Trump, speaking at the Flight 93 National Memorial, said, “A piece of America’s heart is buried in these grounds, but in its place has grown a new resolve to live our lives with the same grace and courage as the heroes of Flight 93.”
He said the field where United Airlines Flight 93 crashed, after passengers overpowered the hijackers who had commandeered it, “is now a monument to American defiance” and “a message to the world America will never ever submit to tyranny.”
Nearly 3,000 people died when hijackers flew jet planes into the World Trade Center in New York and the Pentagon in Northern Virginia. Flight 93 was believed to be heading for the U.S. Capitol when it went down in Shanksville.
Trump noted that nearly 7,000 service members have died since Sept. 11 and — using terminology avoided by his predecessors — said they were “facing down the menace of radical Islamic terrorism.”
At the Pentagon, where 184 people died when American Airlines Flight 77 struck the building, Vice President Pence said, “A growing number of Americans have no living memory of what happened here.”
Pence noted that “roughly one-quarter” of Americans were born after Sept. 11, 2001. “We gather here,” Pence said, “to ensure each succeeding generation knows the story of what happened that dark day, and understands why we must learn the lessons of 9/11 and remain ever vigilant in the defense of our nation and our people.”

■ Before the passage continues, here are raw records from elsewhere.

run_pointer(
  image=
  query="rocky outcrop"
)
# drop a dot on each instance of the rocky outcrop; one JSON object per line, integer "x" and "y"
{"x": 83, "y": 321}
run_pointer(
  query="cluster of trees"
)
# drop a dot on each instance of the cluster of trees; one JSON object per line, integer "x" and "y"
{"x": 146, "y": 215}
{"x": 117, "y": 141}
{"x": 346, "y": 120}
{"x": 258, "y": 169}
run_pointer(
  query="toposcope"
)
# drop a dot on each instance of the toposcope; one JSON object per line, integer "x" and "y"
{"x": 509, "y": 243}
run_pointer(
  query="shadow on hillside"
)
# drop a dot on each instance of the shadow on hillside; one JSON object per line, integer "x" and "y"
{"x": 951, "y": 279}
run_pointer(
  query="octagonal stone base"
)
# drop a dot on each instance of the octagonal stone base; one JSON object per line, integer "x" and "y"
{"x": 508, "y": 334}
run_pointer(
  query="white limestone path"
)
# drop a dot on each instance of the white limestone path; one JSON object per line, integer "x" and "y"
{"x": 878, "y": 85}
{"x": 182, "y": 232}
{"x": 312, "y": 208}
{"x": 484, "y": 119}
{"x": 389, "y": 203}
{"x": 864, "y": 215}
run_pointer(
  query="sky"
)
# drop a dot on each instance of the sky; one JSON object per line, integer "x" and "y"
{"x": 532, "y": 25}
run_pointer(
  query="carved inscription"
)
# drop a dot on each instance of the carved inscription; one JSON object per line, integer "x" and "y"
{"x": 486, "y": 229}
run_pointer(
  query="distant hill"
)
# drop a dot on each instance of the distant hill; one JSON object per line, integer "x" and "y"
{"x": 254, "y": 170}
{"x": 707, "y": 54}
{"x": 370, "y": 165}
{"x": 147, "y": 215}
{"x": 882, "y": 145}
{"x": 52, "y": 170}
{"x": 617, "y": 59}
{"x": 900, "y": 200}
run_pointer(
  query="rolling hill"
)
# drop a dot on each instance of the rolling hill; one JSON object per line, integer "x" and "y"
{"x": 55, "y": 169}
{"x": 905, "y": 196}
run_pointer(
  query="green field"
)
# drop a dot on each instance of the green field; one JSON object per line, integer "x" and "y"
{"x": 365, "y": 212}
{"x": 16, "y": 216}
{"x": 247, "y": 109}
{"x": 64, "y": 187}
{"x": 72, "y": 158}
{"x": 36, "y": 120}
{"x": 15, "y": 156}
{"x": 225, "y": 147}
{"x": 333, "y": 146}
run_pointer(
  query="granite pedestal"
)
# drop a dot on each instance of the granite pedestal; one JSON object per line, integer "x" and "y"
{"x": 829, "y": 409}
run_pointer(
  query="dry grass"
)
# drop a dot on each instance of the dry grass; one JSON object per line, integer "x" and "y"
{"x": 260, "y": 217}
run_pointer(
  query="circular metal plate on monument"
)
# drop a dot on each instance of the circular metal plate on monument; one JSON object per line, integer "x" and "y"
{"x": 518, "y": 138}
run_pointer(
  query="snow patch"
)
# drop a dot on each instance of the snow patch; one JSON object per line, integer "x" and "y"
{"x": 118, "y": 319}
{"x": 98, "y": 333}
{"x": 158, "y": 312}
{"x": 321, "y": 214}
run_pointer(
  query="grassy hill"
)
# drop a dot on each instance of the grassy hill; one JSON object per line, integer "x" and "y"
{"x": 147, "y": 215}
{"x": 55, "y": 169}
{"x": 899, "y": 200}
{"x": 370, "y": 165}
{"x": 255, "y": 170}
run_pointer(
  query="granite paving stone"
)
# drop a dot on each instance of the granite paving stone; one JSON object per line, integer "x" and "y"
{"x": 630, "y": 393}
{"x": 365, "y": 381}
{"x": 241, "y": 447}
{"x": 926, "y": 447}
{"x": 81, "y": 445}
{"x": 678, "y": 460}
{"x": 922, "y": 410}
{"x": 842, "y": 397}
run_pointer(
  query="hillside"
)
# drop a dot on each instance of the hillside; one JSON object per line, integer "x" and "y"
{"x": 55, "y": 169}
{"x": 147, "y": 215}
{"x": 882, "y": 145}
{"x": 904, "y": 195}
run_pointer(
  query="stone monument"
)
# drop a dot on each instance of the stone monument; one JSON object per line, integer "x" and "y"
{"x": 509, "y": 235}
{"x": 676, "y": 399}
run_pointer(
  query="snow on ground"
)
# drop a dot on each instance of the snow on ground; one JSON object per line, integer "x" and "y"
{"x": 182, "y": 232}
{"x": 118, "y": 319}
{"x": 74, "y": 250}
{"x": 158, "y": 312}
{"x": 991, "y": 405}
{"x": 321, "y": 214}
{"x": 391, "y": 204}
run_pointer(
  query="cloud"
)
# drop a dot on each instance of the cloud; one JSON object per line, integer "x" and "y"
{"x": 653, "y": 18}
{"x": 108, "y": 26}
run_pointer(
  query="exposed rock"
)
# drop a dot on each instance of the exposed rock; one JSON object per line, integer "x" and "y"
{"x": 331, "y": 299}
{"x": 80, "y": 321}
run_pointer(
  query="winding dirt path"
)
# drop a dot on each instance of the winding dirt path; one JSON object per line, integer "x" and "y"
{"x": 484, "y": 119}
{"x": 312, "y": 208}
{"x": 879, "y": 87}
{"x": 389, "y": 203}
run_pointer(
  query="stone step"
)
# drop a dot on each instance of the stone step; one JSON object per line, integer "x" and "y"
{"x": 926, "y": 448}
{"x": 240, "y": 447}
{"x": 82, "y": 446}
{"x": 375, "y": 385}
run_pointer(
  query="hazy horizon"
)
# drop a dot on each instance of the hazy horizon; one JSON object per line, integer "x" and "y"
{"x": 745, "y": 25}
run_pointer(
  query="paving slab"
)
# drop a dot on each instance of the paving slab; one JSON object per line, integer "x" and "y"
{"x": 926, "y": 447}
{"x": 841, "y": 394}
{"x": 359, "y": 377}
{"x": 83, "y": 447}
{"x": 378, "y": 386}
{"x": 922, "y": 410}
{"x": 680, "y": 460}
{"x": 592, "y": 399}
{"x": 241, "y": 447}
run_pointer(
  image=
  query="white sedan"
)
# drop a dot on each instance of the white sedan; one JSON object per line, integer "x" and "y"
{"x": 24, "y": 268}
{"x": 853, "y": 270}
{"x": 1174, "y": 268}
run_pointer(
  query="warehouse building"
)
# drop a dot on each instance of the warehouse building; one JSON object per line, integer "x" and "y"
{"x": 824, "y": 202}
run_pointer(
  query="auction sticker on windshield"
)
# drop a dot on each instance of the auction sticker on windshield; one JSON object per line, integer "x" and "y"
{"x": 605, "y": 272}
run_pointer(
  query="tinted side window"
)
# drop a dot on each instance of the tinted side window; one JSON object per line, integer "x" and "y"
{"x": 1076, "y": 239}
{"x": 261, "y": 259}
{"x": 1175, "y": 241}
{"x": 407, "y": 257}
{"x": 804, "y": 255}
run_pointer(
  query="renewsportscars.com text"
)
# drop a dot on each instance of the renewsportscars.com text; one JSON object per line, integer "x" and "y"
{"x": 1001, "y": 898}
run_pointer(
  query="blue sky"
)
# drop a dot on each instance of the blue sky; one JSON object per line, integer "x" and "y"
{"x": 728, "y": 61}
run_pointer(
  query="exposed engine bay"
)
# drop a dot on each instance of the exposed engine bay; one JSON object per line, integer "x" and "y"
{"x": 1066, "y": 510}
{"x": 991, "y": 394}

In New York City, at the National September 11 Memorial & Museum, relatives of those killed in the collapse of the twin towers continued the tradition of reading the names of the victims as church bells tolled on the moments the planes struck.
Vanessa Lang Langer and her unborn child were among those who died that day. Her name was read by her brother-in-law, Thomas Langer, who also honored the husband she left behind. “I witnessed my brother endure the pain that no one human being was ever meant to bear,” Langer said. “Eventually Timmy Langer drank himself to death.”
Seventeen years after Sept. 11, Langer says, the tragedy “continues to affect every family and friend differently.”